This is a really long name for a pretty simple dish that I make whenever I have a lot of fresh Thai Basil. You can swap the pork for any minced meat, flaky fish, crumbled tofu or eggs, or just chopped vegetables.
Sodium: 75 mg per serving Time: 45 minutes, plus a few hours for the noodles to soak
4 ounces bean thread noodles
1/4 cup low sodium soy sauce substitute
4 cloves garlic, minced or pressed
1 tablespoon salt free tomato paste
1 tablespoon dark brown sugar (light brown or white is fine, too)
1 pound ground pork (20% fat works best)
1/2 medium sweet onion, sliced
1 medium Fresno or jalapeño pepper, chopped or sliced (optional)
1/2 cup water
2 cups whole Thai Basil leaves
Lemon or lime juice, or balsamic vinegar for serving
A note on ingredients:
4 ounces of bean thread noodles is about two small bricks (this is how they're often sold). See notes, below, for using a different kind of noodle. Bionaturae makes my favorite salt-free tomato paste. You can substitute the sweet onion for bell peppers or any other vegetable you like really. Cabbage would be good, too. Peppers are optional but highly recommended. I like to use pork that is 20% fat but a leaner cut is fine too, you may need to add some extra oil when cooking.
1) Soak the noodles in room temperature water until very soft all the way through. These noodles will be soft after just 30 minutes but I like to soak them for 4-5 hours and cook them really fast. With a short soak time they're soft on the outside but still firm in the center. Remove noodles and discard the soaking water. The noodles are long, so after soaking I like to cut through them once or twice with scissors.
2) Make the sauce: combine 1/4 cup soy sauce substitute, 4 cloves garlic, 1 tablespoon salt free tomato paste, and 1 tablespoon dark brown sugar. Stir to dissolve the sugar and set aside.
If you don't have the soy sauce substitute handy, you can use any soy sauce alternative that you use (like coconut aminos, Worcestershire sauce, low sodium tamari, etc.). You won't be using 1/4 cup of any of these, so increase the water by about 2 tablespoons when you add the noodles. Alternatively, use the sauce recipe from my other stir fried pork and basil recipe.
The next few steps happen pretty fast and you're cooking on high heat most of the time, so have all your ingredients ready to go.

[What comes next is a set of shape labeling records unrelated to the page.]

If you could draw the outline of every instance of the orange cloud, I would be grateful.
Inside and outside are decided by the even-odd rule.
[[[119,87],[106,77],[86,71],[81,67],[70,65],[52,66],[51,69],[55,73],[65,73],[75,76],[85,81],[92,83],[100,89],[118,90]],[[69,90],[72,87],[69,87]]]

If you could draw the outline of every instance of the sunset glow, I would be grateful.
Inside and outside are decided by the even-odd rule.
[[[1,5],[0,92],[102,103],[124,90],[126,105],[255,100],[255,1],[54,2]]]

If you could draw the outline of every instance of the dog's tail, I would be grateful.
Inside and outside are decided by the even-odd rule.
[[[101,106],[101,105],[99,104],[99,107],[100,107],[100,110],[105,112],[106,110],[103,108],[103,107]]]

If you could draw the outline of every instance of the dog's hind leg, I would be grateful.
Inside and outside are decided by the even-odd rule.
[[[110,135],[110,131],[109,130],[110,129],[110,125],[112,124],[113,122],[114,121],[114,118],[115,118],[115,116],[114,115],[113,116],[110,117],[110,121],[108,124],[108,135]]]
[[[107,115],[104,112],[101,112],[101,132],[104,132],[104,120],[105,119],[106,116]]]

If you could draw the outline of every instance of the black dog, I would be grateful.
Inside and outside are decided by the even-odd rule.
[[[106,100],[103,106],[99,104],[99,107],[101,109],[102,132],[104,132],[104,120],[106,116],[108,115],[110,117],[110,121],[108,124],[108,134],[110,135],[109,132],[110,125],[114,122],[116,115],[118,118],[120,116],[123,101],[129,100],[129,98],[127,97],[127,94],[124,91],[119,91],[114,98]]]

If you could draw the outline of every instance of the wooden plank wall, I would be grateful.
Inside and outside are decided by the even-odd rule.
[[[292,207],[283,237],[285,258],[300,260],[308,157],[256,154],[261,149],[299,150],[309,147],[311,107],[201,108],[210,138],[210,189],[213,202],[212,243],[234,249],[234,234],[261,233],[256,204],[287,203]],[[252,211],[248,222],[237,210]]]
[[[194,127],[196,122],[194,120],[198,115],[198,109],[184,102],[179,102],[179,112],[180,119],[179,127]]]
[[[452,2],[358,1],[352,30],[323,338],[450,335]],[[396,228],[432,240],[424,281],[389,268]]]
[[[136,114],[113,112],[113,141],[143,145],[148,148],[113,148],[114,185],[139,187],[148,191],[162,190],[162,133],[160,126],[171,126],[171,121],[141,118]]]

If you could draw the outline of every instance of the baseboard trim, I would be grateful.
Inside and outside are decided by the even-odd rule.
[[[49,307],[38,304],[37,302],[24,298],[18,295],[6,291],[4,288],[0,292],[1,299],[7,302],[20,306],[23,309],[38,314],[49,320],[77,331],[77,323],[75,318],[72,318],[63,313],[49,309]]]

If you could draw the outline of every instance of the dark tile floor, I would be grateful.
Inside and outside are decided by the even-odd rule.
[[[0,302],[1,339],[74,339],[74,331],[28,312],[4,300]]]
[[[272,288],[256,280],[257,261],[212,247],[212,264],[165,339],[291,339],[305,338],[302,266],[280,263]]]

Set out a small bowl to hold the cooked onions, measure out 1/2 cup of water and leave it close by with the sauce.
3) In a hot wok or skillet, sauté the onions on high heat for 2-3 minutes and set aside in a small bowl. I like the onions to still be a little bit firm. These will go back in the pan later but I cook them separately so they can stay firm.
4) Cook the pork and peppers: If you are using 20% fat pork, you shouldn't need to add any oil to your pan. Let the pan cool and add the pork and peppers to the cold or cool pan, then let the pork heat up with the pan. The fat will render out slowly and you can then turn up the heat and cook the rest of the pork in that fat. Otherwise, add a little oil to your pan and cook the pork and peppers. Cook on high heat until it is a little bit crispy.
5) With the heat on high, add the noodles, sauce, and 1/2 cup water and stir to incorporate the sauce. Careful adding the water because you're adding water to a very hot pan with oil in it. Cook for about 2-3 minutes, stirring constantly, until the noodles have absorbed all the sauce/water. If the sauce/water has been absorbed and you find the noodles are still too tough, add a little more water (2 tablespoons at a time) and let the noodles absorb the additional water. Turn off the heat and add the cooked onions and fresh basil leaves and stir to incorporate. The basil leaves will wilt from the heat of the noodles.
6) Serve hot with a side of lime juice, lemon juice, or balsamic vinegar to taste. The citrus/vinegar complements the noodles really well and really brings out the flavor.
-If you don't have bean thread noodles or want to use something else like rice or wheat noodles, I have this recipe for just pork with Thai Basil that can be served over any kind of noodle or rice.